I'm impressed that you have ANY sense of humour after all that you've been through!! Kudos to you!!!


----------



## 9sueseiber

Evie RM said:


> I'm sorry, I didn't see the other pages before I posted. I am so sorry they sent you 720 skeins. Do all of the blankets have to be made from the same yarn? If not, then I think you should order the yarn for the remaining blankets elsewhere. After this fiasco, I would not want to deal with Herrshners ever again. I have ordered from them years ago, but never had a problem so did not have to deal with any customer service issues. I think I am going to send another email to that Verizon representative asking her about the overage alerts I am getting on the data GB's. The only thing in their favor right now is that everyone I have talked to in Verizon customer service has been very nice and try to be helpful. I don't use bad language, but I can get loud when a situation does not get resolved and I am irritated when I call them. I hope you get an answer to the message you sent to their Corporate office. Good luck.
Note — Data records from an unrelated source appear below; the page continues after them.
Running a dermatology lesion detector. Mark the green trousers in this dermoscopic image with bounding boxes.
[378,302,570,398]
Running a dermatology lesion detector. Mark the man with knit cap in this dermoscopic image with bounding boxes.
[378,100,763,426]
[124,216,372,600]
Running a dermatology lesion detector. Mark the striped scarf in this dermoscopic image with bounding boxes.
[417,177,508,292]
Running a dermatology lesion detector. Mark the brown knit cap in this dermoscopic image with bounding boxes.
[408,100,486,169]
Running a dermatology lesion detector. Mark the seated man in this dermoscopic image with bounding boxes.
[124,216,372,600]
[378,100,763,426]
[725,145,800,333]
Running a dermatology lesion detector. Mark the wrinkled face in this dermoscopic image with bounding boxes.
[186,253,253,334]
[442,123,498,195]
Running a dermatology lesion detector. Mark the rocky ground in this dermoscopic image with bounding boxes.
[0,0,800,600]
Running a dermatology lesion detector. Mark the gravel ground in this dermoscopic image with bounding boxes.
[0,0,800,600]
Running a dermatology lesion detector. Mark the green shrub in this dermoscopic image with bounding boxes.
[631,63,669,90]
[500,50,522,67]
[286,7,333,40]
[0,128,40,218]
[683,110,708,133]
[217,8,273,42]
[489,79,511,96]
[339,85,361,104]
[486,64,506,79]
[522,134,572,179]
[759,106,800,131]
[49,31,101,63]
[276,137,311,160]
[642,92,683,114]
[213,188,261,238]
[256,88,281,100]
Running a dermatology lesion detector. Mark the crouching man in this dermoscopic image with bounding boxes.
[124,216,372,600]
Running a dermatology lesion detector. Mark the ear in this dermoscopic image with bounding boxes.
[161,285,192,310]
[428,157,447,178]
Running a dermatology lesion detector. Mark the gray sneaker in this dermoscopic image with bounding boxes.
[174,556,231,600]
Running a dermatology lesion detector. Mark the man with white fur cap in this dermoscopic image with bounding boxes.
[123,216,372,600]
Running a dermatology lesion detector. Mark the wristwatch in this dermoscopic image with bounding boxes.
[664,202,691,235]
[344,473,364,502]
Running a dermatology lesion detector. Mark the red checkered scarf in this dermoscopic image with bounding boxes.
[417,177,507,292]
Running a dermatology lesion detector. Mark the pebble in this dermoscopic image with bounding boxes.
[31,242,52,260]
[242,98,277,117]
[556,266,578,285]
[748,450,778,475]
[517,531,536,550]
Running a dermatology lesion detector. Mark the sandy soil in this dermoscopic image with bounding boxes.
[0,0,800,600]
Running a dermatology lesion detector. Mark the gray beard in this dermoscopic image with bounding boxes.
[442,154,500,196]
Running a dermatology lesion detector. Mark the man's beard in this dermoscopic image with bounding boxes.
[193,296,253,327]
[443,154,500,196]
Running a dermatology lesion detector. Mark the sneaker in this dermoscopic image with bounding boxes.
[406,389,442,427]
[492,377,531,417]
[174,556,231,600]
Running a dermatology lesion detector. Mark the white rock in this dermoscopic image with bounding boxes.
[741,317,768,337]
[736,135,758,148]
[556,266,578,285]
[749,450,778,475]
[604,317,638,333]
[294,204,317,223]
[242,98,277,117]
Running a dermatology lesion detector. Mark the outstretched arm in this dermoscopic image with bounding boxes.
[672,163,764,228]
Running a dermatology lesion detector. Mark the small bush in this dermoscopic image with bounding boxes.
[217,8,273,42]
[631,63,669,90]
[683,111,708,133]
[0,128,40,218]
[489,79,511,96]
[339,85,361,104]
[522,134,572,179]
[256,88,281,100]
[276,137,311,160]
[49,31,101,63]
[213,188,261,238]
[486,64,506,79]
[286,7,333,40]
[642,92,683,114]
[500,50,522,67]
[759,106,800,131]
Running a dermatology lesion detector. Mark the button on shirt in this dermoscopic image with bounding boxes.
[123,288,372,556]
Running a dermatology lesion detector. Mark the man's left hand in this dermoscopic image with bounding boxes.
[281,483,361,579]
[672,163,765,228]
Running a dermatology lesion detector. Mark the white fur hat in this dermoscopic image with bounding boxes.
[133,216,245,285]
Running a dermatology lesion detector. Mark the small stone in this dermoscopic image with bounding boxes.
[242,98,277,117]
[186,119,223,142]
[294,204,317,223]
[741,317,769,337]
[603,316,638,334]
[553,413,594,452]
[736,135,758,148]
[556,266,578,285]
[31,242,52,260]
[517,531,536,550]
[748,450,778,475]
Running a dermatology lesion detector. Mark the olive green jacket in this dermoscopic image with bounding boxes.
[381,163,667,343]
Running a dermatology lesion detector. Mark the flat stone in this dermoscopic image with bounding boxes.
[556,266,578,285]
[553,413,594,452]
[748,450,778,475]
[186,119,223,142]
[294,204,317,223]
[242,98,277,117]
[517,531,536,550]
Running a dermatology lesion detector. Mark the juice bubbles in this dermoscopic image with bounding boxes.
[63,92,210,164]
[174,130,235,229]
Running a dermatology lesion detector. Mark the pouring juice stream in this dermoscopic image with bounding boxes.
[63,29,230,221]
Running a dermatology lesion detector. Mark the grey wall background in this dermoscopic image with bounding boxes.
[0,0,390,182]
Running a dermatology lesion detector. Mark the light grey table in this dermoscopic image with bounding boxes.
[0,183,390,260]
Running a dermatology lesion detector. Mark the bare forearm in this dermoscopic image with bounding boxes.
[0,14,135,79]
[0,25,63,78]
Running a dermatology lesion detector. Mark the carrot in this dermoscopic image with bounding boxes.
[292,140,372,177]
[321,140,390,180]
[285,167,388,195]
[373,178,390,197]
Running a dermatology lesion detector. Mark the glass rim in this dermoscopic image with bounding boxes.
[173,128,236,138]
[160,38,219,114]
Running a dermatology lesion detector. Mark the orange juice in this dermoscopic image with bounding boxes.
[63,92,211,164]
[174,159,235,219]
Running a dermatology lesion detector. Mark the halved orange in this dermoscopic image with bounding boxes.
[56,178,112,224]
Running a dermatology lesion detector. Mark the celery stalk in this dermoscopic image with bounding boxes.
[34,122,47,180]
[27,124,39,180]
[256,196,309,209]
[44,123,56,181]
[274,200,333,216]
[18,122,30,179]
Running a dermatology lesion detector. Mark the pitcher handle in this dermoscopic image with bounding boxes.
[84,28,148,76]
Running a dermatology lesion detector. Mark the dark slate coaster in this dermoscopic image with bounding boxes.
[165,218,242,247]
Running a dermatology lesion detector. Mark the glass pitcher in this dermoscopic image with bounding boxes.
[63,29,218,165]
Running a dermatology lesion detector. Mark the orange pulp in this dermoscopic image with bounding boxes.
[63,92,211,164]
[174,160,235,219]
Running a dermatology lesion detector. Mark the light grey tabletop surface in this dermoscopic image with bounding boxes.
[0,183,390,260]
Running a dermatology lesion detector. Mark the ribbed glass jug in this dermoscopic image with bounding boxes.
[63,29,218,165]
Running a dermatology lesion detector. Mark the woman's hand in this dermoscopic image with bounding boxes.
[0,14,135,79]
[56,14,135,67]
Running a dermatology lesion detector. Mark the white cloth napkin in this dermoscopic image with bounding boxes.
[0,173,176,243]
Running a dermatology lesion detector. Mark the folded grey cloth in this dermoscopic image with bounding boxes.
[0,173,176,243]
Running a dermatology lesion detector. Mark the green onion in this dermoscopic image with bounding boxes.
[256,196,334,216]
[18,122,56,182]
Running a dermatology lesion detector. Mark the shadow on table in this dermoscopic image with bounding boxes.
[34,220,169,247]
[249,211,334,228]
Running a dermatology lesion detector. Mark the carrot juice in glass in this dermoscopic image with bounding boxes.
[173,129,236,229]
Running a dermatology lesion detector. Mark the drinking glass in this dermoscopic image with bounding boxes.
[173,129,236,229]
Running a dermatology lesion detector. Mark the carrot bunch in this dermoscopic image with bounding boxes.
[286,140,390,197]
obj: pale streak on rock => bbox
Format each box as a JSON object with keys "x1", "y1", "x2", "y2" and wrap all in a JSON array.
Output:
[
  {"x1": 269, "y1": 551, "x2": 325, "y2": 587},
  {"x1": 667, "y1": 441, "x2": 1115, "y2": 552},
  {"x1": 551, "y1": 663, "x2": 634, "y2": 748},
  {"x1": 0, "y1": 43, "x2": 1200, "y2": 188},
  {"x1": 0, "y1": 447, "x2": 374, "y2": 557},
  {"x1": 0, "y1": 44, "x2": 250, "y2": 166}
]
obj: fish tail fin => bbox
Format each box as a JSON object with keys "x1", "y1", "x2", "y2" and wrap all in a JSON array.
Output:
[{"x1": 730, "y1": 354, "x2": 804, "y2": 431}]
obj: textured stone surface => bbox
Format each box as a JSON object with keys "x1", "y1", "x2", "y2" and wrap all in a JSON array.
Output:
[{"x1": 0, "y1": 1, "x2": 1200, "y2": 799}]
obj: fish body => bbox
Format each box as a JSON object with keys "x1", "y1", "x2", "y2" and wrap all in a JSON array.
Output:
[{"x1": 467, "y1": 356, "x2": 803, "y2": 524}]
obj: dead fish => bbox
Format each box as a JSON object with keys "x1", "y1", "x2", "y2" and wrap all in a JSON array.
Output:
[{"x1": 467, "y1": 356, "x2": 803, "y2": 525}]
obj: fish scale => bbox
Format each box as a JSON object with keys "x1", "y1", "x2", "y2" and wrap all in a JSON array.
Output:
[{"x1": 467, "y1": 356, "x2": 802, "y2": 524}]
I know, I dealt with them 5 or 6 years ago and never once had any trouble. Of course I didn't try changing my order or anything either. haha Maybe that's it ha. Oh well , we'll see what tomorrow brings or probably what Monday brings. I truly hope someone gets reamed out over this. I am so mad.


----------



## 9sueseiber

Kitchenergal said:


> I'm impressed that you have ANY sense of humour after all that you've been through!! Kudos to you!!!


Thank you. I have had a lot of trouble in my life, and Thanks to my Mom, I have learned to roll with the punches, so to speak. My Mom was one of the toughest people I have ever known.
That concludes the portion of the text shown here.